Double Standard of Government-Run Healthcare

With proper funding, Indian Health Services could be model for reform

August 7, 2009 -- There seems to be political consensus that our healthcare system won’t end up like those in Canada or England. OK, but what about the American version that exists today of a single-payer, government-run healthcare agency?

The Bureau of Indian Affairs sent doctors to inoculate American Indians near military forts with smallpox vaccine in 1834. Perhaps that effort was more self-interest than preventative medicine, but by 1955 the newly created U.S. Indian Health Service became a full-fledged national, government-run healthcare network.

Health and Human Services Secretary Kathleen Sebelius recently told the Associated Press that the Indian Health Service has been a “historic failure,” and she promised to improve the agency.

The secretary would get a lot of support for that notion from Indian Country. Native Americans, who are the first to point out how the system hasn’t kept up with the need.

But this is a complicated issue. As National Congress of American Indians Vice President Jefferson Keel testified to Congress recently, “The truth is that the IHS system is not so much broken as it is ‘starved.’ Indeed, Dr. Yvette Roubideaux, the agency’s new director, said during her confirmation hearing that the funding shortage is her top concern because IHS has not been able to keep up with its obligations.
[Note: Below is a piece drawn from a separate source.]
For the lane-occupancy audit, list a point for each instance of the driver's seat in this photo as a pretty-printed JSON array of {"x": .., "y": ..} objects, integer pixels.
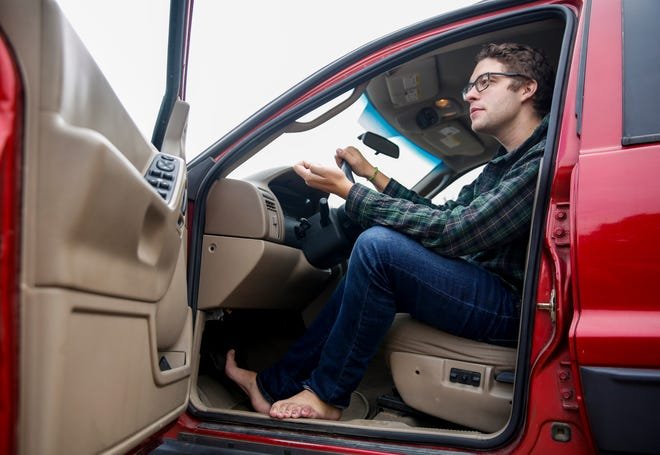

The General Accountability Office reported last year that because of shortages in budget, personnel and facilities “the IHS rarely provides benefits comparable with complete insurance coverage for the eligible population.” It spends about one-third less per capita than Americans in general and half of what’s spent for the healthcare of a federal prisoner. Often that means a rationing of care, especially when it means contracting with doctors outside the IHS network.

The federal government accepts a double standard: Any discussion about rationing – or government care – is off the table unless you’re a member of an American Indian tribe or Alaskan Native community with a sort of pre-paid insurance program (many treaties, executive orders and laws were specific in making American Indian healthcare a United States’ obligation).
But the federal management of its healthcare network is full of inconsistencies, including the way the government pays itself. Medicare only reimburses IHS or tribal health facilities for 80 percent of the costs; so an already underfunded IHS essentially subsidizes Medicare. According to the National Congress of American Indians fixing this one problem would add $40 million a year to the budget.
This may sound odd, but I think with sufficient resources, the Indian Health Service could be the model for reform. The agency already knows how to control costs and the successful operation of a rural healthcare network. So much so that many rural non-Indian communities are looking for ways to tap into the system for the general population.
And while the funding scarcity results in substandard care, it’s not the only story. There has been considerable improvement in American Indian and Alaskan Native health since the IHS was founded. One study reported: “In the first 25 years of the program, infant mortality dropped by 82 percent, the maternal death rate dropped by 89 percent, the mortality rate from tuberculosis diminished by 96 percent, and deaths from diarrhea and dehydration fell by 93 percent. The improvement in Indians’ health status outpaced the health gains of other U.S. disadvantaged populations.”
One reason for those improved health conditions was an early decision to invest in education, sanitation and preventative care. We know this about healthcare expenditures: Upfront spending saves money later. And the IHS provides an example of a government agency that did just that over its five decades.
Another way the IHS is different from other healthcare providers is because it’s an agency that listens to community-based clients. For example: The IHS often partners with traditional healers, medicine men and women – such as providing facilities, so that patients see doctors and traditional healers on the same team. I know how valuable this is firsthand: My oldest son was born on the Navajo Reservation at a hospital where nurse-midwives were both cognizant and supportive of traditional practices and so my son’s umbilical chord was saved and is planted on family land. My son has literal roots – but so does the federal agency because IHS listened to its constituents to define what’s important.
Neither President Obama nor Congress needs a new study to improve the government’s management of Indian health programs. But it will require more money. The IHS could spend significantly more dollars on its patients – and still be a healthcare bargain for taxpayers. Congress also ought to remove the federal government’s double standard on Indian healthcare by reenacting the now expired Indian Health Care Improvement Act. This original law, signed by President Ford, was successful by any measure and one reason for the better statistics. Once again, improving the healthcare of American Indians and Alaskan Natives is a test: If the federal government can’t get this small segment of its own healthcare operations right, then it has no chance to reform an entire system. 
Mark Trahant is the former editor of the editorial page for the Seattle Post-Intelligencer. He was recently named a Kaiser Media Fellow and will spend the next year examining the Indian Health Service and its relevance to the national health reform debate. He’s a member of Idaho’s Shoshone-Bannock Tribes.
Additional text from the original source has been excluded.